Hi,
I used the following code to get biomart gene annotation for my mouse genes:
annot = sc.queries.biomart_annotations(
“mmusculus”,
[“ensembl_gene_id”, “entrez_gene_id”,“start_position”, “end_position”, “chromosome_name”],
).set_index(“ensembl_gene_id”)
annot
but got error:
KeyError Traceback (most recent call last)
File ~/ENTER/lib/python3.9/site-packages/pybiomart/dataset.py:243, in Dataset.query(self, attributes, filters, only_unique, use_attr_names)
242 try:
→ 243 attr = self.attributes[name]
244 self._add_attr_node(dataset, attr)
KeyError: ‘entrez_gene_id’
During handling of the above exception, another exception occurred:
BiomartException Traceback (most recent call last)
Input In [62], in <cell line: 1>()
----> 1 annot = sc.queries.biomart_annotations(
2 “mmusculus”,
3 [“ensembl_gene_id”, “entrez_gene_id”,“start_position”, “end_position”, “chromosome_name”],
4 ).set_index(“ensembl_gene_id”)
5 annot
File ~/ENTER/lib/python3.9/site-packages/scanpy/queries/_queries.py:108, in biomart_annotations(org, attrs, host, use_cache)

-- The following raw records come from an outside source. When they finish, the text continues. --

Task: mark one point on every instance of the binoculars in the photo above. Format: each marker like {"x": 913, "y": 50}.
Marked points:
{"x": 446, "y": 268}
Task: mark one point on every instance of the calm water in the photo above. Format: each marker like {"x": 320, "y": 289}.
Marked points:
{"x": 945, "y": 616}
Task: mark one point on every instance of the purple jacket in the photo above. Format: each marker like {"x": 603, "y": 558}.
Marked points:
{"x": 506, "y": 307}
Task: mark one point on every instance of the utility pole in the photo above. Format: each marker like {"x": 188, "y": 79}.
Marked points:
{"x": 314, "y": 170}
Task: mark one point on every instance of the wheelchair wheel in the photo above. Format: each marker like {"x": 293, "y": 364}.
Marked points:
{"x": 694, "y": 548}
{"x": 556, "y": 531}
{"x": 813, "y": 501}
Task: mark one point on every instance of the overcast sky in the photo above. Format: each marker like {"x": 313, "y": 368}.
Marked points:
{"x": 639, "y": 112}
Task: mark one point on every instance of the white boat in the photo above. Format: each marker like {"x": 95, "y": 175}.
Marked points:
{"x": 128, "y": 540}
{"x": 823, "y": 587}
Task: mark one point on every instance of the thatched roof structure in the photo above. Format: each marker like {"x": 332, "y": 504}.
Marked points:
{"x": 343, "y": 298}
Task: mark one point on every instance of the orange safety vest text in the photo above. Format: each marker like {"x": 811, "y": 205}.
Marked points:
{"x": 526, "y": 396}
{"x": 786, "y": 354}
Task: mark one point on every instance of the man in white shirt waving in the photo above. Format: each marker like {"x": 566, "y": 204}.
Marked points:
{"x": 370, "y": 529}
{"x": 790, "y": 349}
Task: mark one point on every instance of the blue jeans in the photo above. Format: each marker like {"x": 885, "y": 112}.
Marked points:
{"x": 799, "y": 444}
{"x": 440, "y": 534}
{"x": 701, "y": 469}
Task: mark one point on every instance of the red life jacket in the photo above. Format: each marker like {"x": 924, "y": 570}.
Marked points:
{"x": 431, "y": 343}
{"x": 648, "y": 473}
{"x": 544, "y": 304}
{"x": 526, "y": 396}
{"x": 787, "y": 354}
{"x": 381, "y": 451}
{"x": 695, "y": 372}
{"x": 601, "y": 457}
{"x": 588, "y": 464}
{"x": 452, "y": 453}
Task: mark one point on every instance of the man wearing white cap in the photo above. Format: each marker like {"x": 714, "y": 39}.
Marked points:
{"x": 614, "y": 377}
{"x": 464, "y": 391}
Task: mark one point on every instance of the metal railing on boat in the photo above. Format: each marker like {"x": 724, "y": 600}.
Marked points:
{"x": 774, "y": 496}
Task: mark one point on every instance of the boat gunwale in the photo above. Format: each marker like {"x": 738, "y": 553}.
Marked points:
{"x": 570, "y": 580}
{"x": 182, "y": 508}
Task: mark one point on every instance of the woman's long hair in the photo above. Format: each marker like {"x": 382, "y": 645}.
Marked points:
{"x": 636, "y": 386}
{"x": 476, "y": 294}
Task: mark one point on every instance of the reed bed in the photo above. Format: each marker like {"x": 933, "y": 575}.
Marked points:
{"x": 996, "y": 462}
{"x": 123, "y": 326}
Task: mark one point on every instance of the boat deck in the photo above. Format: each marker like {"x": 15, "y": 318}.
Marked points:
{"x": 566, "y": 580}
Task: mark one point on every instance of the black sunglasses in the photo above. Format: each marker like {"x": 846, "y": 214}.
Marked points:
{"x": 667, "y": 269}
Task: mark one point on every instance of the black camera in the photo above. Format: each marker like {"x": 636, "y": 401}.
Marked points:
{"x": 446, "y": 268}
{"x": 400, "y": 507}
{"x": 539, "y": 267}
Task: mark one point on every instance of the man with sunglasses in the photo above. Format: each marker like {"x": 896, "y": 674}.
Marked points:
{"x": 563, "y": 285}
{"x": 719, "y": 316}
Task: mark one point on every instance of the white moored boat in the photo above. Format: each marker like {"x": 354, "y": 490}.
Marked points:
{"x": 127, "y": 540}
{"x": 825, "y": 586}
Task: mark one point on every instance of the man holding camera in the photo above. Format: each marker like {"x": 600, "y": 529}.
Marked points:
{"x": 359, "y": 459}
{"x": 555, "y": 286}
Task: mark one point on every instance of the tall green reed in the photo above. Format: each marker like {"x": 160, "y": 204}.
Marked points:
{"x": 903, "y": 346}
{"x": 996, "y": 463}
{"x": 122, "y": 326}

74 @_doc_params(doc_org=_doc_org, doc_host=_doc_host, doc_use_cache=_doc_use_cache)
75 def biomart_annotations(
76 org: str,
(…)
80 use_cache: bool = False,
81 ) → pd.DataFrame:
82 “”"
83 Retrieve gene annotations from ensembl biomart.
84
(…)
106 >>> adata.var[annot.columns] = annot
107 “”"
→ 108 return simple_query(org=org, attrs=attrs, host=host, use_cache=use_cache)
File ~/ENTER/lib/python3.9/site-packages/scanpy/queries/_queries.py:70, in simple_query(org, attrs, filters, host, use_cache)
66 server = Server(host, use_cache=use_cache)
67 dataset = server.marts[“ENSEMBL_MART_ENSEMBL”].datasets[
68 “{}_gene_ensembl”.format(org)
69 ]
—> 70 res = dataset.query(attributes=attrs, filters=filters, use_attr_names=True)
71 return res
File ~/ENTER/lib/python3.9/site-packages/pybiomart/dataset.py:246, in Dataset.query(self, attributes, filters, only_unique, use_attr_names)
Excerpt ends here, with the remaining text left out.